20160928_atc_rural_journalist_not_awed_by_city.mp3

In the summer of 1936, a plain and sturdy farm woman from southern Minnesota traveled to New York to meet the mayor, stay at the Waldorf, dine at the Stork Club and make headlines in every major newspaper.

That woman was Susan Eisele, my grandmother, who Country Home magazine selected — out of 4,000 entrants — as its "Rural Correspondent of the Year."

The award came with a $200 prize and a two-week trip to New York and Washington.

To understand what a big deal it was to go from Blue Earth, Minn. — more than a hundred miles south of Minneapolis — to Manhattan in 1936, consider this: My grandparents' farm didn't even have electricity yet. Susan wrote her newspaper columns by kerosene lamp.

She had started writing in high school, and her small news stories about rural topics had been published in regional papers since the 1920s.

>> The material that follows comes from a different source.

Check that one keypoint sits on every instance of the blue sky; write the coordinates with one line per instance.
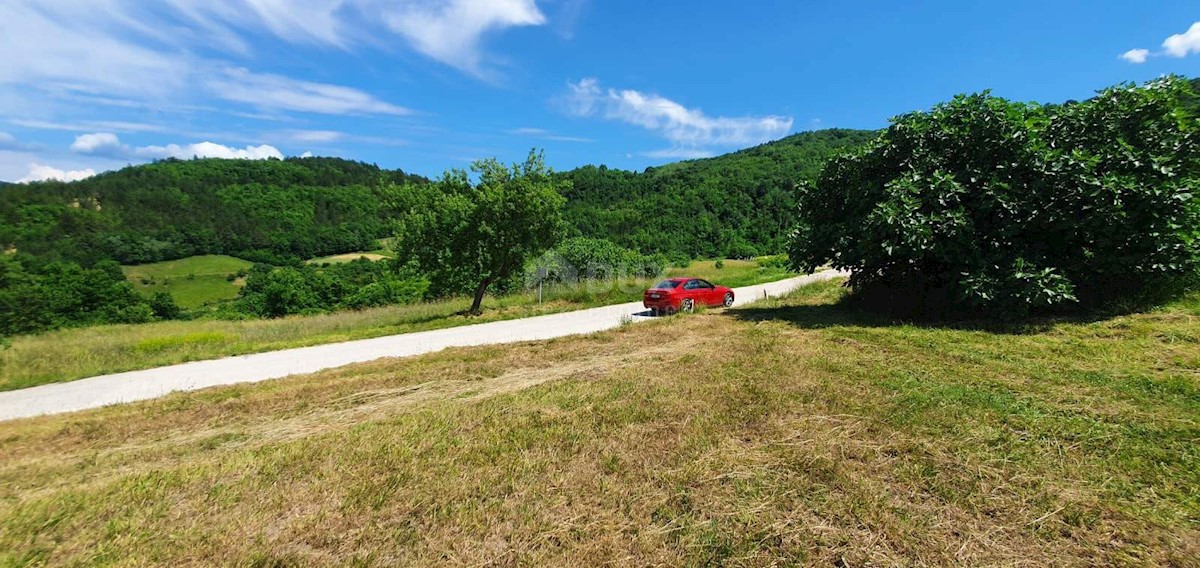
(89, 85)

At the time of the award, she had a column about life on her family's small farm. Her editor entered her in the contest without her knowledge, and she found out she won on the day she gave birth to her sixth child — my father.

So picture this sturdy farmwoman, just shy of 40, in her one good suit — black with white buttons — stepping into her suite at New York's famed Waldorf Astoria hotel, a 6-week-old infant in tow.

I suspect it was a publicity stunt for a slow August news month — "Country Mouse Visits Big City Newsroom!" — but it worked. The big city newspapers roared.

Rural Journalist Not Awed By City. A Bit Stunned by Its Size, but She Finds Country and Urban Reporters Alike. / Here as a Prize-winner / Correspondent of Blue Earth, Minn., Has Recipe, Untried, for Stuffed Peacock. — The New York TimesMrs. Eisele of Minnesota Expects Slight Thrill from Skyscrapers — The New York World-TelegramAll Right for a Visit, Etc., Says Rural Authoress Here / Prize Winner Says She Wouldn't Give a Straw for Our Wild Oats — New York Post

Photographers descended on her suite at the Waldorf, posing her with her baby in the hotel's lone rocking chair, pecking at her typewriter (a second-hand Underwood purchased at Montgomery Ward.)

The New York World-Telegram published a photo of her with Mayor Fiorello LaGuardia, who is handing her a giant three-foot pencil instead of a key to the city.

But it was another headline that got to the real story: "Sorrow Inspires Mother to become Prize Writer."

In less than a decade of marriage, my grandmother had borne five children, and buried three of them in a cemetery outside their town.

When her 2-year-old daughter contracted dysentery from a visiting farmhand and died on Christmas Day, it almost broke her. It was then that my grandfather — whom she'd met when both were contributing to a newspaper in Iowa — urged her to start writing again about the modest but beautiful life that still remained.

So she did: in columns about little boys making snow forts in a chicken coop, lost mittens, flax fields and second-day cake.

Her prize-winning column was called "Threshing Time" — a wry piece about the unsung work of cooking and cleaning for all the neighboring farmers who came to harvest the wheat.

Susan expected writing like this would amuse the "heartless, nervy" big city reporters, but to her surprise they took her seriously — and took her everywhere: Chinatown, Harlem, the Bowery and night court; Radio City Music Hall and the Stork Club, where she pronounced the drinking "spectacular, but amateurish" and thought the showgirls would eventually settle down as nice wives and mothers.

My grandmother was stunned to find the reporters so friendly — she had worried they'd make fun of her as a country rube, slay her "with sharp tongue and pen."

But judging by their many stories, she and the hard-boiled newsmen — and they were all men — hit it off. Walter Winchell liked her so much he traded columns with her, writing for her farm-reader audience as she shared her impressions of New York with his.

"In the East, we Midwesterners are regarded with amazement," she wrote of her trip. "It is hard for them to realize that we are the same people that they are. That we dress, act and think just like they do. Sometimes we think Easterners regard us a people living in a far-away land."

My grandmother never returned to New York. But all her life, she was in love with the city. She believed New York should belong to all Americans, "as London does to England, and Paris, to France."

Last month my sister and I took my recently widowed father to the Waldorf again, 80 years after his first trip there as an infant. This time the hotel didn't need to find him a rocking chair.

Instead we poured a glass of champagne, toasted my grandmother, and marveled at the twinkling lights of the Chrysler Building outside our windows.